We stopped along the road to understand the state of the rural American West. Towns, far and near, are all wearing their fateful choices as best they can. Moscow, Idaho is thriving on the spirit of the alternative cultures passion for good books, music, food and community. Moscow is an outpost for progressives in the north. Lakeview, Burns, and John Day ache in sorrow. Saw mills all shut down. There are no saw logs to cut. Homes are shuttered, downtowns empty, and the next boom yet to arrive.

I’m stunned. Why do we let these small towns wait? Can’t we mount a campaign to build the renewable energy here? Why not?
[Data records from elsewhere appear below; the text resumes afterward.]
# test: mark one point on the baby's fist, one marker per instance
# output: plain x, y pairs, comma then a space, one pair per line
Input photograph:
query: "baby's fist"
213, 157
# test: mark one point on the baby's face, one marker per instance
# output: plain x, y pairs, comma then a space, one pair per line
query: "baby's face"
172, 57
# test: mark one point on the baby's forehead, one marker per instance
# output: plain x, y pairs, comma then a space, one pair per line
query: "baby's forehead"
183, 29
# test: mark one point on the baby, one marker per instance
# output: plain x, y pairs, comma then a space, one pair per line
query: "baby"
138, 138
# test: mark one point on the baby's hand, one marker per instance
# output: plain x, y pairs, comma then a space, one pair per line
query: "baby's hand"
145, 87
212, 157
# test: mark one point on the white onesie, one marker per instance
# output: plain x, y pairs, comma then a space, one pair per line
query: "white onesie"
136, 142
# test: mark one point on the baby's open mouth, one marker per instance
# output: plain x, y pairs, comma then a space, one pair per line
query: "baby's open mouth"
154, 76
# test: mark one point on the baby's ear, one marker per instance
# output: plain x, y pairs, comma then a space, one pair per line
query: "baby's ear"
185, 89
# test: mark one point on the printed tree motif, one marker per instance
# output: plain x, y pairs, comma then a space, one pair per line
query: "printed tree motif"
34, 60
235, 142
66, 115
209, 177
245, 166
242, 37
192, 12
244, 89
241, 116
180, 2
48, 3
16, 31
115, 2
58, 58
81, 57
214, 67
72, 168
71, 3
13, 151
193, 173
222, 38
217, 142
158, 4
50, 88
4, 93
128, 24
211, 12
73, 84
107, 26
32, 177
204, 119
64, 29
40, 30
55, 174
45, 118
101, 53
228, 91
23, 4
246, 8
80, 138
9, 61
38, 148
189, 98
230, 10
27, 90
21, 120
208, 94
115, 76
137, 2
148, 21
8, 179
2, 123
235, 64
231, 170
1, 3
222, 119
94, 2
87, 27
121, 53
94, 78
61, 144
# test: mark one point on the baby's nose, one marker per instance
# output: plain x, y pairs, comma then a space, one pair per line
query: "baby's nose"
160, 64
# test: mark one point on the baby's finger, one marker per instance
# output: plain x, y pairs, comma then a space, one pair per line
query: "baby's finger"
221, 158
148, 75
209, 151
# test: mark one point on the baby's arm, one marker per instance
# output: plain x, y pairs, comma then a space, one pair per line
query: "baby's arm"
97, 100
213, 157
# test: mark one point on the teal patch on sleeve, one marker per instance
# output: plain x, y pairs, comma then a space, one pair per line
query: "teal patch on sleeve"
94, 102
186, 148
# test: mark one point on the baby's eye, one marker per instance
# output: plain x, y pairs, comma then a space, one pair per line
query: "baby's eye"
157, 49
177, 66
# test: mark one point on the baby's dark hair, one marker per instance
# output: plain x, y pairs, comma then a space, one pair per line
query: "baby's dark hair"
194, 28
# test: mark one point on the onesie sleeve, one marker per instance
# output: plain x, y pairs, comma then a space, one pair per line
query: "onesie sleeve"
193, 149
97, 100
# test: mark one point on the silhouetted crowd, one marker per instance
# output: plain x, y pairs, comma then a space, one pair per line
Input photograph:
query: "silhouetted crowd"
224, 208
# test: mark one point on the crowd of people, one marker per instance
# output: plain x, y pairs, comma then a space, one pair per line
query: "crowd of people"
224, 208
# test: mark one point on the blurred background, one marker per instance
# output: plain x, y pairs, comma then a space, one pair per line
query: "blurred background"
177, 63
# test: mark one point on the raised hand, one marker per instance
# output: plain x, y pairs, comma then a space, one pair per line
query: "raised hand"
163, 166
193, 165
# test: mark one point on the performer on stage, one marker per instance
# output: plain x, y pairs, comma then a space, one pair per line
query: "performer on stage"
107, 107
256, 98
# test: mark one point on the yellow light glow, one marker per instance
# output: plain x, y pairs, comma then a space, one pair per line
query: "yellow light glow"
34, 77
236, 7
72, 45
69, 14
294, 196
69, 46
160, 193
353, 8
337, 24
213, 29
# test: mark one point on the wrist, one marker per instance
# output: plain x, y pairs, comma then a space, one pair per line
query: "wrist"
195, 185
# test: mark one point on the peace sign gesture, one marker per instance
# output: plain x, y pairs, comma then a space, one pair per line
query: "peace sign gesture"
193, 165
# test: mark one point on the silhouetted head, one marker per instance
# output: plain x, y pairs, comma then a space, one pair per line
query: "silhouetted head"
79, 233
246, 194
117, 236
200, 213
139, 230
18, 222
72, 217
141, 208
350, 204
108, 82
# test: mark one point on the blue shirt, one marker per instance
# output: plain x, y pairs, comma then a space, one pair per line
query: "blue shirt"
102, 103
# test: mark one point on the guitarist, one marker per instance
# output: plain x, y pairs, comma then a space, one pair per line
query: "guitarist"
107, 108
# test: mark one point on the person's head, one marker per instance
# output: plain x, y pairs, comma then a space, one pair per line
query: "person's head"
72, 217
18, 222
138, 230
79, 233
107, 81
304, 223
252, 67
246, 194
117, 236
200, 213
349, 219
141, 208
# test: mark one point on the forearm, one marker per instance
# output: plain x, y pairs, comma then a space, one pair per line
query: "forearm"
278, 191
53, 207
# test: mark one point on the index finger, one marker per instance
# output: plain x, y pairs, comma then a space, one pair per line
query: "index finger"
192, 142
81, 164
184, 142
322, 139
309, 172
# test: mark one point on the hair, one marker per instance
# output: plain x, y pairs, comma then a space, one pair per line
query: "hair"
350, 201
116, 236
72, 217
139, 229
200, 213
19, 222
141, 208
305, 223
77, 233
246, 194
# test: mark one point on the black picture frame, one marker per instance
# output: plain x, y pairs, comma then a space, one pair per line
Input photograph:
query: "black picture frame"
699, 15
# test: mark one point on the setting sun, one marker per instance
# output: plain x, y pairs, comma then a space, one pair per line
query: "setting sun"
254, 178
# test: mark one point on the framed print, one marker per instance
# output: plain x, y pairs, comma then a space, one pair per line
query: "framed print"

Men and women are all waiting for good work and no work could be more useful than transforming the workers of extractive industries into workers making a livelihood in the future renewable industries.
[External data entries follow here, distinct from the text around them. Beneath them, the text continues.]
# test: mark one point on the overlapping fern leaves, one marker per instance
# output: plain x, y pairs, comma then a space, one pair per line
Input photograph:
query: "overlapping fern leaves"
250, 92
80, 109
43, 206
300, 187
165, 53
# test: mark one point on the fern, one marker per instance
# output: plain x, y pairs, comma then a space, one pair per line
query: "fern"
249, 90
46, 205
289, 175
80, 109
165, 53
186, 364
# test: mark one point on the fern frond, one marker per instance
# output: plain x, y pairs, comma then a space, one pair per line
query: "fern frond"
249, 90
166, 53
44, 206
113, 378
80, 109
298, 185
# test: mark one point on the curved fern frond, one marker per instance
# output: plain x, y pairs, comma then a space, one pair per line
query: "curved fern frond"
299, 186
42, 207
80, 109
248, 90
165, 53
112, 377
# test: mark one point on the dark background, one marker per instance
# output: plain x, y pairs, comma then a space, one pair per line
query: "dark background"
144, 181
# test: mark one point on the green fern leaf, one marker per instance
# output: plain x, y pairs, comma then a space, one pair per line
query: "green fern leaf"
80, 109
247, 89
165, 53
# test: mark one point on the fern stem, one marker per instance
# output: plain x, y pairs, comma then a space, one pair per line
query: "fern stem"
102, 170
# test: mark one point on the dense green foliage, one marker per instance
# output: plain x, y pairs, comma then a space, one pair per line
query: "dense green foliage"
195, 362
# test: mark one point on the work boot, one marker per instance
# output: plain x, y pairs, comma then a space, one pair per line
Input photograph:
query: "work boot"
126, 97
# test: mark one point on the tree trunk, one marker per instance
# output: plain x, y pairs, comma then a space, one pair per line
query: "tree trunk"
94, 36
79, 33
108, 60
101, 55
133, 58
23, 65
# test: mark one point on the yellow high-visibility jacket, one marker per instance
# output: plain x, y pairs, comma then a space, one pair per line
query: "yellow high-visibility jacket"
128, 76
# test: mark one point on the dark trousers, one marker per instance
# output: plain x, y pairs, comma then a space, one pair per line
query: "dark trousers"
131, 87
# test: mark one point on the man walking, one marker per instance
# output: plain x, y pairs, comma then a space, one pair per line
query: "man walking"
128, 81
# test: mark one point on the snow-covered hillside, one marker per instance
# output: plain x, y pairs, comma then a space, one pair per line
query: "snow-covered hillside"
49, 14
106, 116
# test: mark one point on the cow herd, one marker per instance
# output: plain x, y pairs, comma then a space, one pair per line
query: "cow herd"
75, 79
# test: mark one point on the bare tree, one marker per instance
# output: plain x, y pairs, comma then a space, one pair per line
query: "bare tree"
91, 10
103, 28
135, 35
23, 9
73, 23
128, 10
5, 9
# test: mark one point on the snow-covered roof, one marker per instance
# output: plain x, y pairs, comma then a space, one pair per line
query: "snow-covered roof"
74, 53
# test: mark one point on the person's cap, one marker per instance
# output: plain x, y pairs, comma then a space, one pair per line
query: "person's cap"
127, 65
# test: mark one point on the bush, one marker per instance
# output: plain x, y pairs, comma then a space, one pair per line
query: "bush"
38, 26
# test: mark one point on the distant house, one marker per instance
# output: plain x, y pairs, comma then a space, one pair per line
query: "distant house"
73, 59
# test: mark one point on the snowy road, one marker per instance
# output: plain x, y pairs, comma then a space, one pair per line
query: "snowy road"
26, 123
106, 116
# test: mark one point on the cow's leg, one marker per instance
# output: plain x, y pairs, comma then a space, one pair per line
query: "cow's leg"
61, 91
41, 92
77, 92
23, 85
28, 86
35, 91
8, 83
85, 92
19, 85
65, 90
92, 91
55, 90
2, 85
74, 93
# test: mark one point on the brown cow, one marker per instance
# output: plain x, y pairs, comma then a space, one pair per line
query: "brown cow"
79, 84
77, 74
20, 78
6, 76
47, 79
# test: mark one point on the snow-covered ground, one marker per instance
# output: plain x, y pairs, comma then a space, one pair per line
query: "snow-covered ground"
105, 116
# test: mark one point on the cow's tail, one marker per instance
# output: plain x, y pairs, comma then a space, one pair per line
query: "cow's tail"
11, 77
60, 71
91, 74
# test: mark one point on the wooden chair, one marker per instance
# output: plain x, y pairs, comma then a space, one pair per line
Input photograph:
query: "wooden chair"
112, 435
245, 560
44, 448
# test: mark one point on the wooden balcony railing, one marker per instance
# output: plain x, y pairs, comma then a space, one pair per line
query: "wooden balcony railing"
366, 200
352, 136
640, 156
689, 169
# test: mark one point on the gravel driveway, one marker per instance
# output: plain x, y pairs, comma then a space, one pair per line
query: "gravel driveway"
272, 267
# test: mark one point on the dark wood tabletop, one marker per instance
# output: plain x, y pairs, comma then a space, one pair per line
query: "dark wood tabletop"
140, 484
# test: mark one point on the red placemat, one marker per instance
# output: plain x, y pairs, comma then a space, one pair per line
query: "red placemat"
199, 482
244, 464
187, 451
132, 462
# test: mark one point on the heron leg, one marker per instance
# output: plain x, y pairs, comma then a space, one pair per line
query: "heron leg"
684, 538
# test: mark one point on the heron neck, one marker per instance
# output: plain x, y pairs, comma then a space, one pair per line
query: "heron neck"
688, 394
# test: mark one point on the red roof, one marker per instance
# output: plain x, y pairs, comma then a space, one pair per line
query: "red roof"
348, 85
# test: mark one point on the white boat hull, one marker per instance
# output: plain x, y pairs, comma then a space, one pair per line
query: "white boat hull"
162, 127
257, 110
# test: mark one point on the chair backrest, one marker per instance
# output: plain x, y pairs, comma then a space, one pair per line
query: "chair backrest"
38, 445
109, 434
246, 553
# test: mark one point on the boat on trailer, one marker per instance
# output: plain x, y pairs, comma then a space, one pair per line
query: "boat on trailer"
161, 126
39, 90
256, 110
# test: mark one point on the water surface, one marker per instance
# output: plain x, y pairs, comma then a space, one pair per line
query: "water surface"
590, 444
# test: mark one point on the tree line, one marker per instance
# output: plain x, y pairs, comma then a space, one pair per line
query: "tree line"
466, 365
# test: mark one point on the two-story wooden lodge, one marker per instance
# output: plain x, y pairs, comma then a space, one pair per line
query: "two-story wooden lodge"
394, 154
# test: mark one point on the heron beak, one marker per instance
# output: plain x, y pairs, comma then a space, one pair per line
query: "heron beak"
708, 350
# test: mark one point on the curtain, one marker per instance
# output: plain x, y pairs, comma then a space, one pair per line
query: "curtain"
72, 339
Save the lives and the land in one fell swoop. Why doesn’t America dare to dream to go where we have never gone before?

Saving Up Solstice for Aches and Pains

Great Basin small pic

You Just Can’t Make A Place Like This Up…

Today is the summer solstice. On Wednesday we depart northbound. Our track will be to Lakeview, Oregon. From this frontier on the California border we will continue into vast Great Basin regions of Eastern Oregon.

Our ultimate destination is the 30th Edition of The Edmonton International Street Performers Festival. But, we have roads to travel and friends to see before we arrive. And then there’s the hot springs we’ll sample along the trail too. And then there is the matter of the world between Emeryville and Edmonton. There a place’s we’ll want to pull over and get out from behind the wheel and sit and let what we find there soak into our bones.

I’ll try and be faithful to my discipline. I’ll juggle each day some. I’ll write as much as I can.

“He gazed off into the distances and saw the grand scale of places seldom touched by travelers. His problems diminished in this frame, as measured by geologic time. He paused to consider that ancient oceans had once drowned out most of what he was in. When measured by that, his broken heart seemed insignificant and lost love infinitesimal. The world was a bigger mystery. Chance weaves through fate and things unfold in surprise, beyond what can be imagined.”

Those lines come by way of my first novel Highway Home.

“He pushed off from Burns and headed out toward the frontier, with Idaho in the vast, wild, open spaces beyond. Here swept out before Noel the boundless Great Basin Desert of the American West. Sagebrush saturated the land. Horizons stretched wide, and the contours of ridges, rims, and hills squatted low, shaved by ice, wind, and time. Here, east of Burns, at first appeared wasteland and despair. It reminded Noel of how he felt within his heart. At the same time there was a solitude to this place of a kind that was rare. Beyond this last gasp of farms the road began weaving through boulders and ridges and ran higher up off the immense and flat bottomlands. Noel took a dirt track off the highway and rolled amidst the boulders and red rocks into a small pull out where he’d camp for the night.”

My heartbroken hero searching to put the demons to rest for the night, there is an articulate kind of geological speech in the emptiness of this desert. There is a desolate beauty that can fortify a soul while stoking the torment and past sorrows. It is in this way a place that you can come to face the hard parts of inside yourself you don’t much care to think through. Still it is a melancholy that with time heals up the pain and hurt. You come here and you stop running from yourself. What gives way is the majesty of inner peace. The gloom gives way to the grandeur, one night you are nothing but misery and wake up the next and there’s nothing but wonder.

Solstice can be a place to begin and while Canada is where I aim to drive I’ll be pausing to bucket out the pond of things I’ve been throwing into the deep the last months. I suppose the thing is these are the big things that can give us perspective and put our own concerns in the right order.